Our team is committed to evaluating the findings from research to identify ways to improve transfusion services. We also aim to make good use of new technology to improve services.
Informing health professionals
Some of our research involves reviewing all the research evidence available on a particular topic, and then producing a summary of the conclusions to inform practice (this is called a systematic review).
We have also developed an online database, the Transfusion Evidence Library, which includes information from all the systematic reviews and clinical trials relating to transfusion, that have been carried out all over the world. This resource provides up-to-date information for health professionals, so they can easily access the evidence that supports best practice.
The team has led several clinical trials which have been completed including:
The TOPPS trial which looked at when platelet transfusions should be used as a way of preventing bleeding in patients.
The ABLE trial which looked whether the age of stored red cells made a difference to the outcomes for patients receiving critical care.
The TRIGGER trial which looked at how much blood is needed by patients with a bleed in their gut.
Current trials include:
The TREATT trial (due to finish 2019), which is looking the safe and effective use of tranexamic acid to prevent bleeding in blood cancer patients.
The HALT-IT trial (due to finish 2018), which is looking at the use of tranexamic acid for treating bleeding in the gut.
The AFFINITIE trial (due to finish 2019), which is testing the use of audit and feedback procedures, designed to reduce the unnecessary use of blood products.
Electronic Blood Ordering
We have developed a new paperless system to support clinicians in deciding when to transfuse a patient, based on the patient’s health status and blood counts. It can also be used to order blood products. The system has been integrated with the electronic processes for blood sampling, blood collection, remote blood issue and blood administration, and has been introduced throughout Oxfordshire’s acute NHS hospitals.
These new processes have been endorsed by NHS QIPP (Quality, Innovation, Productivity and Prevention), and the team have won numerous national awards for this work. The electronic blood ordering system is already in use throughout the haematology service at Oxford University Hospitals NHS Foundation Trust reducing the number of unnecessary transfusions, improving patient safety and resulting in substantial cost savings. The system is now being rolled out across all clinical services in the trust and it is expected that it will be taken up by other trusts in due course.

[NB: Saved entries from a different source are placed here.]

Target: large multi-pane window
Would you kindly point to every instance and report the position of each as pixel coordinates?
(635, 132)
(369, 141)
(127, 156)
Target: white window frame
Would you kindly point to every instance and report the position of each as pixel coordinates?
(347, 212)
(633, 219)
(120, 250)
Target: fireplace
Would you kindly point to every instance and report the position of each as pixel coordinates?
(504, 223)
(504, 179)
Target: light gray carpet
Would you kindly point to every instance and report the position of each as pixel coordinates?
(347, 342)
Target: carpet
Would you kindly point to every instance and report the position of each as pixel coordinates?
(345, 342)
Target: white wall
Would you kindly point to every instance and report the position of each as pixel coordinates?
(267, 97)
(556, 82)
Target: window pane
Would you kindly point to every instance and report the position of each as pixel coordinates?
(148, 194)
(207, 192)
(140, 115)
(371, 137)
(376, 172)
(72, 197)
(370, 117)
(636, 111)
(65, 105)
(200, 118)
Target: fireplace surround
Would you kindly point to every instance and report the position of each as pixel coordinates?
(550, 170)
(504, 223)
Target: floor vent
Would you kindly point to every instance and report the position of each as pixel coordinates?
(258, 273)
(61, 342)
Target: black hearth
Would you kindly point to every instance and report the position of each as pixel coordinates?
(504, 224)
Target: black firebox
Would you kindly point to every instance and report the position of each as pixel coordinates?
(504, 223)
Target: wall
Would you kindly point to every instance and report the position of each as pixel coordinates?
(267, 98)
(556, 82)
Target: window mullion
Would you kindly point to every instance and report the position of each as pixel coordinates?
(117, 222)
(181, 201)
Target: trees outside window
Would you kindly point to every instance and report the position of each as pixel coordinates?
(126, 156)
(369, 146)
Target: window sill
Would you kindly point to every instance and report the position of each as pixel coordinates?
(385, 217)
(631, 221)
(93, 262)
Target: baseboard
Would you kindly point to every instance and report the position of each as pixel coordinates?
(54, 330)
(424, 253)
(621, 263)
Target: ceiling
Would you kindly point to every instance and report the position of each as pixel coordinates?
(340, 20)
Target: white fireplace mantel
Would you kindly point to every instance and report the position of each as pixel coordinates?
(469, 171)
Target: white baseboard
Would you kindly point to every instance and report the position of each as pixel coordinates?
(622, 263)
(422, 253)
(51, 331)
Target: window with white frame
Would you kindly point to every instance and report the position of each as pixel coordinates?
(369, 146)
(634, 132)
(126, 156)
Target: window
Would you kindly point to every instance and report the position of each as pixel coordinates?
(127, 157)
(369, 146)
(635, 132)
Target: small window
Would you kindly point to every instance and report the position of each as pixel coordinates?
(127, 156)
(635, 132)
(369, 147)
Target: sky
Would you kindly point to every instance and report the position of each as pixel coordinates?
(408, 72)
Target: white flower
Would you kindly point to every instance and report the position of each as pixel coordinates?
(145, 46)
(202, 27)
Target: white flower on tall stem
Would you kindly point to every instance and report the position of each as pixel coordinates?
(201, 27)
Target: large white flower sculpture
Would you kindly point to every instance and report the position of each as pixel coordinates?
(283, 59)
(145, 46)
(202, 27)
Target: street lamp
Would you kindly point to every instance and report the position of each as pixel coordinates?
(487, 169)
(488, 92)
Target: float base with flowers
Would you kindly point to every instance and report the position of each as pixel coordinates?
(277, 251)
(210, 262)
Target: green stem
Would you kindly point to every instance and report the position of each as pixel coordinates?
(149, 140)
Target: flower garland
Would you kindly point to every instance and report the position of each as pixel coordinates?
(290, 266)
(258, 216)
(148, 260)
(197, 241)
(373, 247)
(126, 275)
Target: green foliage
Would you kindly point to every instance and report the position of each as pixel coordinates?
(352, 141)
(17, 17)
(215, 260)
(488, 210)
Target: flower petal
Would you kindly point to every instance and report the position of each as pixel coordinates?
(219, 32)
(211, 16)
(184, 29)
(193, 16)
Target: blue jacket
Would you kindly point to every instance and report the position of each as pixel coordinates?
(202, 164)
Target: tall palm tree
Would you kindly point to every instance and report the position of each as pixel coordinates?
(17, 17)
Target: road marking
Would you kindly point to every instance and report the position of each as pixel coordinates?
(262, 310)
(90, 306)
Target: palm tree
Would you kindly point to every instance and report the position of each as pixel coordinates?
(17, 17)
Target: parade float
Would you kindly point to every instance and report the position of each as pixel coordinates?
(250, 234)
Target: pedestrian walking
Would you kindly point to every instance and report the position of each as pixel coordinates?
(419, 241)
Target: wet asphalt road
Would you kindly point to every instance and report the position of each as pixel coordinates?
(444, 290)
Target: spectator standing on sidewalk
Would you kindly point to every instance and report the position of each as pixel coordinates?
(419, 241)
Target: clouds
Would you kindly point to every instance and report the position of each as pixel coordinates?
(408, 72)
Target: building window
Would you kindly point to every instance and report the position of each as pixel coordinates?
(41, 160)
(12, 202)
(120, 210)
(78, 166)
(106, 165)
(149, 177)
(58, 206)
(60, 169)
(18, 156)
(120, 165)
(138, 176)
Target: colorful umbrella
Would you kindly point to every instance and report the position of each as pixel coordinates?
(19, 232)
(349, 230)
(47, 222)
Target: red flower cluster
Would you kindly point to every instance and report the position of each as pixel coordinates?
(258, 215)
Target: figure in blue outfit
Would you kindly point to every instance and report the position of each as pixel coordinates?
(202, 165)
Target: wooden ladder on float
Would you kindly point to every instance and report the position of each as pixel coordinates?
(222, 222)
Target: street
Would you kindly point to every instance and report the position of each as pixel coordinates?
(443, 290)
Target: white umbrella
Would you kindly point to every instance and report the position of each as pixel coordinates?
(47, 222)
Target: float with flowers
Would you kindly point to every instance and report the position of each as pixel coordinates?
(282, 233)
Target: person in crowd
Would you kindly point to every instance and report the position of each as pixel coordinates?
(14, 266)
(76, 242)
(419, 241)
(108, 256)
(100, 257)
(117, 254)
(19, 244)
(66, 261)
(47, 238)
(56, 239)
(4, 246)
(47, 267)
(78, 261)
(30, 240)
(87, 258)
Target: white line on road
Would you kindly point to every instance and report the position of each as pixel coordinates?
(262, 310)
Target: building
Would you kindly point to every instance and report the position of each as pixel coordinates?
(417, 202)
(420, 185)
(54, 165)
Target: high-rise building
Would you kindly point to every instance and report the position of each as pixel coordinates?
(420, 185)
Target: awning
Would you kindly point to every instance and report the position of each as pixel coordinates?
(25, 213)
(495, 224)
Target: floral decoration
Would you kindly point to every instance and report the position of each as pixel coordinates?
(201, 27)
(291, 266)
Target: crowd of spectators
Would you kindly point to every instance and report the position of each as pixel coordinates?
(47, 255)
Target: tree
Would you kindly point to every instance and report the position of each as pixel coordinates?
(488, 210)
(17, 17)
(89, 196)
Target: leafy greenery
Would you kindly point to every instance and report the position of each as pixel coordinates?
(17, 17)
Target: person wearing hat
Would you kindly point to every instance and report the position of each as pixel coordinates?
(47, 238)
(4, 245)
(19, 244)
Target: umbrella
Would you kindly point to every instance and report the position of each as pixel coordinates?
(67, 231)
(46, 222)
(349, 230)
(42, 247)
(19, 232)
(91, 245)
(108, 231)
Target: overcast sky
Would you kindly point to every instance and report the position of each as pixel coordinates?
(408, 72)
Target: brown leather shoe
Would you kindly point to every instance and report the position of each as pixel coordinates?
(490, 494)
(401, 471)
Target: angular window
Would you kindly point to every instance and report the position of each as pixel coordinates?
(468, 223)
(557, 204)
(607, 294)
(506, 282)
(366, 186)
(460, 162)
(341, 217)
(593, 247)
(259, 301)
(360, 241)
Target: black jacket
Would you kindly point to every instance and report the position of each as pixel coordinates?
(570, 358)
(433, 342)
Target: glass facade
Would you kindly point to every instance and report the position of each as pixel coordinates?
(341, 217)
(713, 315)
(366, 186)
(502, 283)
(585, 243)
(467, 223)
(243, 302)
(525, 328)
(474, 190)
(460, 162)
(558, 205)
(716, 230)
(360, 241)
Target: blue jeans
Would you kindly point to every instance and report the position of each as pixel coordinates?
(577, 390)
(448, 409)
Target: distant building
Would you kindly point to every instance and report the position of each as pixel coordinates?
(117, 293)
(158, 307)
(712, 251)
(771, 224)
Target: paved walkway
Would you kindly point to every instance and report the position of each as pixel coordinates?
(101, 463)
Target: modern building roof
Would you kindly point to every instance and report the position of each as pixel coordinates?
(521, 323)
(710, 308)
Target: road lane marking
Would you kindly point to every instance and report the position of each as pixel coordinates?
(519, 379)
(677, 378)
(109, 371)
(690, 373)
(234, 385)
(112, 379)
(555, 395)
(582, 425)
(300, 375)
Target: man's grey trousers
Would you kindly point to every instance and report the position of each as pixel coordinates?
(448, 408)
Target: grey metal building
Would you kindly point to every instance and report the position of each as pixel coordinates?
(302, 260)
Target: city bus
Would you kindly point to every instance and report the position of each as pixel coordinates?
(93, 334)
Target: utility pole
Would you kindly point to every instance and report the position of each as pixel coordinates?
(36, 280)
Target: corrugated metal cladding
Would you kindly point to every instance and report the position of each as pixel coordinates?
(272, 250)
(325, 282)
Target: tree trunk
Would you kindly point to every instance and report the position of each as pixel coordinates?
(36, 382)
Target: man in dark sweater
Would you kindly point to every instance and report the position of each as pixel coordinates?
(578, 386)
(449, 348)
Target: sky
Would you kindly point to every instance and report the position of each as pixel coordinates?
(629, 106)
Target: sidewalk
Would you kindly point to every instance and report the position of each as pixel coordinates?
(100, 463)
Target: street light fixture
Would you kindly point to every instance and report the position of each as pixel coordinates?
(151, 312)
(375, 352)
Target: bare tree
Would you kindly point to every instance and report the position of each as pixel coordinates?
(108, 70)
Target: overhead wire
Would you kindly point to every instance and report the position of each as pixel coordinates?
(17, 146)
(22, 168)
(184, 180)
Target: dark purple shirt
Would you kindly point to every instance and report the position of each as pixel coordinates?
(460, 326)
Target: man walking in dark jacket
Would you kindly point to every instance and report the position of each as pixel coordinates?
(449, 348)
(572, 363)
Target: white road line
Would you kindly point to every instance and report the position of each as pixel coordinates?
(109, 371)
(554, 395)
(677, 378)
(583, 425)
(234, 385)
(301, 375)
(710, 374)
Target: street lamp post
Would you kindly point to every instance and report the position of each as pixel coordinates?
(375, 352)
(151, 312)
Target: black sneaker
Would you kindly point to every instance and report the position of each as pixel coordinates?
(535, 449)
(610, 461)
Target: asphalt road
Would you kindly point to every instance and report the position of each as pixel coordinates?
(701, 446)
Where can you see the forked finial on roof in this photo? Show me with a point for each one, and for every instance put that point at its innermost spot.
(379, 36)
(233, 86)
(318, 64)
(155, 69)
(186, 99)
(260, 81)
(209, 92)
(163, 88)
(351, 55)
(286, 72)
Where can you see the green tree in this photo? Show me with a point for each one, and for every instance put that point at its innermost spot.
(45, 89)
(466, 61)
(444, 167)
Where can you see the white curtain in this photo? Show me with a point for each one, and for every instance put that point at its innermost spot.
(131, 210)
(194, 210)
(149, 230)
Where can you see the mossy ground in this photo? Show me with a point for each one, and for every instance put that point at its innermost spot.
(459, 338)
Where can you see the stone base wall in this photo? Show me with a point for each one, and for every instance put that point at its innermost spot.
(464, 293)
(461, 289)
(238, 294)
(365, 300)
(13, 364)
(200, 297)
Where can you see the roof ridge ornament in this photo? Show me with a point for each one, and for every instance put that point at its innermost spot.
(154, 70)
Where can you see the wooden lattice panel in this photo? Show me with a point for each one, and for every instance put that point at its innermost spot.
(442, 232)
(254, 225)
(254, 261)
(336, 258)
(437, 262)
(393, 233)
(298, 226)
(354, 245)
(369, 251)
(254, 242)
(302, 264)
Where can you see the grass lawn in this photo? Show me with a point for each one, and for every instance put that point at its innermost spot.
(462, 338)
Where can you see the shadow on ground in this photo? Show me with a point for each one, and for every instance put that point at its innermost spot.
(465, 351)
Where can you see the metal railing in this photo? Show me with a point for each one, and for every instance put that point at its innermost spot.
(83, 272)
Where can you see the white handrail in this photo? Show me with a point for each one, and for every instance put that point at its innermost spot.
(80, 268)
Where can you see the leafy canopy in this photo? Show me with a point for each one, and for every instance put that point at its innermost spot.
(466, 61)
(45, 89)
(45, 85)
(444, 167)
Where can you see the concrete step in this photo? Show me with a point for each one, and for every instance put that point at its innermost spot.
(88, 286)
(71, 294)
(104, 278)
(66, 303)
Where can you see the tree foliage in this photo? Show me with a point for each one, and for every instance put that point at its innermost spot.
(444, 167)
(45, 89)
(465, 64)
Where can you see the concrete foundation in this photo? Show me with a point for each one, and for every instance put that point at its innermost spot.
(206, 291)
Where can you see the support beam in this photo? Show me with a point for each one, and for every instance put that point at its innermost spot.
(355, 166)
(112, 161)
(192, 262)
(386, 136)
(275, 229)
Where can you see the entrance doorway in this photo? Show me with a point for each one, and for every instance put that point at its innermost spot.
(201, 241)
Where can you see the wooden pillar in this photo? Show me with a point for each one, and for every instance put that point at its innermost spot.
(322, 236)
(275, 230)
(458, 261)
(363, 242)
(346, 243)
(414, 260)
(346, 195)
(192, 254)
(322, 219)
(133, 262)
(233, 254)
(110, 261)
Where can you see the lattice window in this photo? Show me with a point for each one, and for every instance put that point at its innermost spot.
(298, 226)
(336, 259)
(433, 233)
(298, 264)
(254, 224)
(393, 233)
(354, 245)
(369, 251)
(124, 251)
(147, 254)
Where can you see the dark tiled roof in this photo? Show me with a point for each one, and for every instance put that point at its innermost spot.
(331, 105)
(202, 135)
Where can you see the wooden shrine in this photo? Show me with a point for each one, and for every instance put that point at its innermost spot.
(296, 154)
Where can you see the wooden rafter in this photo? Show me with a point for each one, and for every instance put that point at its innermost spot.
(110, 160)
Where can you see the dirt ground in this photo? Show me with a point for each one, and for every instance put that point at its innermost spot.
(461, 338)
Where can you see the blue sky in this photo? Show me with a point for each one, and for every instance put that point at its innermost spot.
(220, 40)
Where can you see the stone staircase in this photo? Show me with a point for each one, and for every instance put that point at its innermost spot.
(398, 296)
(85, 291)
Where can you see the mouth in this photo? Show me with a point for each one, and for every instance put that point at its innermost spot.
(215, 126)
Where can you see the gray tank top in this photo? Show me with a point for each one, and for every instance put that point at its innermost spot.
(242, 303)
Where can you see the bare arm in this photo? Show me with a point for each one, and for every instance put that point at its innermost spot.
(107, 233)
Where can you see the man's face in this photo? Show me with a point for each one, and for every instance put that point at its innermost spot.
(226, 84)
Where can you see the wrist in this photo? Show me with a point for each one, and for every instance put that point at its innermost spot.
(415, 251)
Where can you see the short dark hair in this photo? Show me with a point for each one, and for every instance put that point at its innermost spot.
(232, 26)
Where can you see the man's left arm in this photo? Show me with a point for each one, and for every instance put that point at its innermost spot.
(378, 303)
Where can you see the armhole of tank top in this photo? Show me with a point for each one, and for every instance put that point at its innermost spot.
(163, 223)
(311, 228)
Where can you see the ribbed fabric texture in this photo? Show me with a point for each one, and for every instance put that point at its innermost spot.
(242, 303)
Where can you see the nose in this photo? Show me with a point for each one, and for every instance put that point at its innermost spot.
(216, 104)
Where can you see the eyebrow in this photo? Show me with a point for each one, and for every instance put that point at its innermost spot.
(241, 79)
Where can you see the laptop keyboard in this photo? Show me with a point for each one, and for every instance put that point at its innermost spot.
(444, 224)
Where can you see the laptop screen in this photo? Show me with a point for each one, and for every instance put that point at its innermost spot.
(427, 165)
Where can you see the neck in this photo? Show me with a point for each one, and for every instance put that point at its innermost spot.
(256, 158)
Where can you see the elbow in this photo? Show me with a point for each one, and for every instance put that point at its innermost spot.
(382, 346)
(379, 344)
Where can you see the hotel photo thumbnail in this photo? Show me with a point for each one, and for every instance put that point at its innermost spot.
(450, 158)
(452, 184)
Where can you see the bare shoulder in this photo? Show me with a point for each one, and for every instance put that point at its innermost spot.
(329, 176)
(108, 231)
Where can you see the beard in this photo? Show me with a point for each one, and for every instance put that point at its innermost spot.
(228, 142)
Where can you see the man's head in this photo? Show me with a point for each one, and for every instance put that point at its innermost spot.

Controlling blood loss and abnormal blood clotting
We are developing a research programme that includes studies of bleeding and clotting disorders, which are either inherited from birth or develop later in life. Current work includes research into:
• Improving outcomes for patients receiving drugs to prevent blood clots
• Uncontrolled bleeding in trauma patients
Some patients with haemophilia who are treated with Factor VIII, develop antibodies against the drug, which stops it working. It’s not clear why this happens. We are carrying out a study to investigate what kinds of molecular and genetic changes in Factor VIII cause this unwanted immune response.
Improving outcomes for patients receiving treatment to prevent blood clots
Many thousands of patients across Oxfordshire require treatment to prevent blood clots for a variety of conditions. This treatment carries risks of bleeding and of clotting, and caring for these patients is complex and requires ongoing clinical input. We are currently looking to use our specialist knowledge in this area to improve outcomes for patients who require this treatment. We plan to work with other expert groups across Oxford and the Clinical Commissioning Group to explore what innovative approaches we might introduce to improve outcomes for these patients.
Uncontrolled bleeding in trauma patients
Up to 40% of all trauma patients, people who have experienced an injury or accident, will die from uncontrolled bleeding following the trauma. Our team is evaluating which transfusion approaches might lead to better outcomes for these patients. One of the reasons that uncontrolled bleeding occurs is because the patient has low levels of a clotting factor called fibrinogen. We are developing clinical trials to test different ways of raising the levels of fibrinogen to see which is most effective.